WikiLeaks was also under attack on Sunday – but the latest assault – believed to come from China – appears to be more powerful.
WikiLeaks said the malicious traffic was coming in at 10 gigabits per second, which would make it a relatively large effort.
The WikiLeaks site is hosted in Sweden and devoted to releasing anonymously submitted documents.
Roger Rawlinson, managing director of Assurance Division at NCC Group plc, comments on the denial of service attack that has crashed the WikiLeaks website in the US and Europe: “The website has obviously drawn a huge amount of attention over the last few days and therefore, as with any other extremely visible site, has become a target for this type of attack.

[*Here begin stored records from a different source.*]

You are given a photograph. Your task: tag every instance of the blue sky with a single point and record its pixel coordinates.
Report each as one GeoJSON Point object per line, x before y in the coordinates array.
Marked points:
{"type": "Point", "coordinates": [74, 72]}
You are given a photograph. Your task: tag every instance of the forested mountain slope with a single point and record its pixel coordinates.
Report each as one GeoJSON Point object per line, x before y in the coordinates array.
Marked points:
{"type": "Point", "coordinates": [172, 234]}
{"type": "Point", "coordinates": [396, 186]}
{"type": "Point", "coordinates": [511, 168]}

However, this has the added dimension of being highly political and will therefore raise emotions of both its supporters and detractors, increasing it as a likely prime target.
“In this case, powerful individuals and organisations are keen to see WikiLeaks’ activities stopped. With malicious traffic reportedly coming into the site at 10 gigbits per second, this incident points to a more coordinated, professional operation, rather than a lone hacker.
“However, as with all information posted on the internet, it is out there for all to see and once the information is on the Internet, it is out there, forever. Therefore any attempt to stop the leaks at this point may be counter productive. It stresses the need to review the governance, procedure and controls to prevent the leaks in the first place, before they are even disclosed.
“It also serves to highlight how vulnerable sites are to these forms of distributed denial of service (DDoS) attacks, which can be very difficult to combat effectively. While the timing of the attack is obviously not coincidental, given that WikiLeaks protects against this form of attack through allowing open distribution and replication of its material, effectively making it impossible to prevent, it is hard to speculate exactly what the purpose behind the attack was.”